Salgo de casa y voy al trabajo. Todo parece repetitivo y, sin embargo, es nuevo: nunca volveré a trabajar como lo hice hoy.
Cada una de nuestras decisiones inician algo nuevo en el mundo. La mayoría de las veces, se tratará de hechos sencillos, sin relevancia aparente.
Otras veces, una decisión mejora o empeora la salud, alegra o tensa las relaciones en casa, permite un cambio positivo en la empresa o genera problemas complejos que tardan semanas en resolverse.
Si pensamos en las decisiones de gobernantes, empresarios, periodistas, escritores, lo nuevo puede tener repercusiones a veces inimaginables: una guerra o un acuerdo de paz, una hambruna o el alivio para miles de indigentes.
Por eso resulta importante, al tomar decisiones, pensar si llevarán hacia algo bueno, o si tienen una dosis de potenciales daños, o simplemente si todavía no veo con claridad las consecuencias a corto y a largo plazo.

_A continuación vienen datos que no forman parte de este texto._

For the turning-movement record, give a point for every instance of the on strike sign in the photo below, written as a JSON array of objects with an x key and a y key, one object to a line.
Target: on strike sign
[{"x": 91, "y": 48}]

Este día tomaré decisiones de diferentes niveles. Con una decisión renunciaré al tren para ir en autobús. Con otra decisión, guardaré silencio ante ciertas provocaciones y buscaré cómo mejorar las relaciones con una persona difícil.
Lo que luego dé inicio, desde luego, no está nunca bajo nuestro control. Aunque nuestras decisiones sean bien pensadas y correctas, se entrecruzan con miles de otras opciones y hechos que llevan a consecuencias imprevisibles.
A pesar de tanta indeterminación, todavía hay cosas que dependen de mí, sobre las que ahora se me pide tomar una decisión que traerá como consecuencia el que inicie algo nuevo.
Voy a pensar serenamente. Pediré consejo. Haré una oración sencilla y confiada. Luego, habrá que poner nuevamente las manos en el teclado, o los ojos en el destornillador, desde decisiones que, así lo esperamos, puedan traer un poco de bien y de alegría a quienes están a mi lado.